Example 4—Comparative Systems with Salicylic Acid Examples

In order to demonstrate the deposition of salicylic acid according to the disclosure, the following inventive coacervate composition (19) and comparative non-coacervate compositions (20&21) were prepared.

TABLE 5
Inventive and Comparative Formulations

	19 -	20 -	21 -
	Inventive	Comparative	Comparative
INCI Name	Formula	Formula	Formula
Cocamidopropyl	5%	5%	0%
Hydroxysultaine
Rhamnolipid	4%	4%	0%
Salicylic Acid	2%	2%	2%
Polylysine	0.1%		0%
Water	88.9%	89%	40%
Other Surfactants			50-55%
Active Compounds			1-5%
Polymers			1-5%
Other Solvents			1-5%
pH	5.2	5.2	5.3

Example 5—Salicylic Acid Deposition

In order to demonstrate the deposition of salicylic acid left after washing, samples 19-21 were prepared. 0.2 g of each sample were placed on a substrate and spread evenly across a 1 inch area, as shown in FIG. 3. The samples were then rinsed with water and visually examined for residual salicylic acid as shown in FIGS. 4-6. Ferric chloride was applied to each of the substrates to dye the salicylic acid red in order to be able to visually observe the deposition levels.

The coacervate composition (19) left a visible layer of salicylic acid as shown in FIG. 4 indicated by the pink color.

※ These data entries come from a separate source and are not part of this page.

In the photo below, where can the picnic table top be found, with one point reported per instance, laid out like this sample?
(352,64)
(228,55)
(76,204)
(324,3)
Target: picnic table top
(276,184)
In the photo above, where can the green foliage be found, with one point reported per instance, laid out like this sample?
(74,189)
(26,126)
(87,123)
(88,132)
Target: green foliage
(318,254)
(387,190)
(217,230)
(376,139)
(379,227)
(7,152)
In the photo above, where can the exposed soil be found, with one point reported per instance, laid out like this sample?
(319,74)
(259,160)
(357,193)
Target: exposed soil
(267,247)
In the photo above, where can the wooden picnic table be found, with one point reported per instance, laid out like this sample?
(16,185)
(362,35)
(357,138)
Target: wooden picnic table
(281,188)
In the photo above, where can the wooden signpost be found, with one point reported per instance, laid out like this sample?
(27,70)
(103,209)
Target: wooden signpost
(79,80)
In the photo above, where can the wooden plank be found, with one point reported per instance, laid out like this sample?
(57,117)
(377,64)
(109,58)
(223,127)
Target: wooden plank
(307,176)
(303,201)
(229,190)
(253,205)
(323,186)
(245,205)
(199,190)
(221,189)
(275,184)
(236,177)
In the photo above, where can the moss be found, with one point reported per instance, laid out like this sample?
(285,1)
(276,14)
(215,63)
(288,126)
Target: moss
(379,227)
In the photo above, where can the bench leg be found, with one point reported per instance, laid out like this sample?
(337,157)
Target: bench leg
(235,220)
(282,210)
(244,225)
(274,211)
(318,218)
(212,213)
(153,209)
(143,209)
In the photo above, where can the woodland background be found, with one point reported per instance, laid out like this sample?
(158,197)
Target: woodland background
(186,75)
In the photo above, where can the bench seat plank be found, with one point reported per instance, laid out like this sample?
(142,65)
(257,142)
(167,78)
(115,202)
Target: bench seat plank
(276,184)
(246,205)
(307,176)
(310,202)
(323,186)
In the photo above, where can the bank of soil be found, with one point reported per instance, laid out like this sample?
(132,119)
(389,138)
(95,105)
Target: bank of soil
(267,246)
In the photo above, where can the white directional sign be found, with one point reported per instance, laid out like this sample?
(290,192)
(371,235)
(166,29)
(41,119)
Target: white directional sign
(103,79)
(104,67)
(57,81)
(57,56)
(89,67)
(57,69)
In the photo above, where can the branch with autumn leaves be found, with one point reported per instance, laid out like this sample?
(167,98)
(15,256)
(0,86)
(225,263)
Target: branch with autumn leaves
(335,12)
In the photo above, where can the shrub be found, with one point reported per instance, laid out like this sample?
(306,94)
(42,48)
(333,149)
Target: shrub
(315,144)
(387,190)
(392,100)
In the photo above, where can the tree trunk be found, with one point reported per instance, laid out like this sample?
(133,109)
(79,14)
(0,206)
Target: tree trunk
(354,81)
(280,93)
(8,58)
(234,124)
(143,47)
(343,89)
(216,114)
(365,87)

Comparative formula 20 had no pink color which indicated no deposition of salicylic acid, shown in FIG. 5. Comparative formula 21 had a slight pink color which indicated little salicylic acid deposition, shown in FIG. 6. The coacervate composition (19) was darker in color than the two comparative formulas, which indicates a higher deposition of salicylic acid.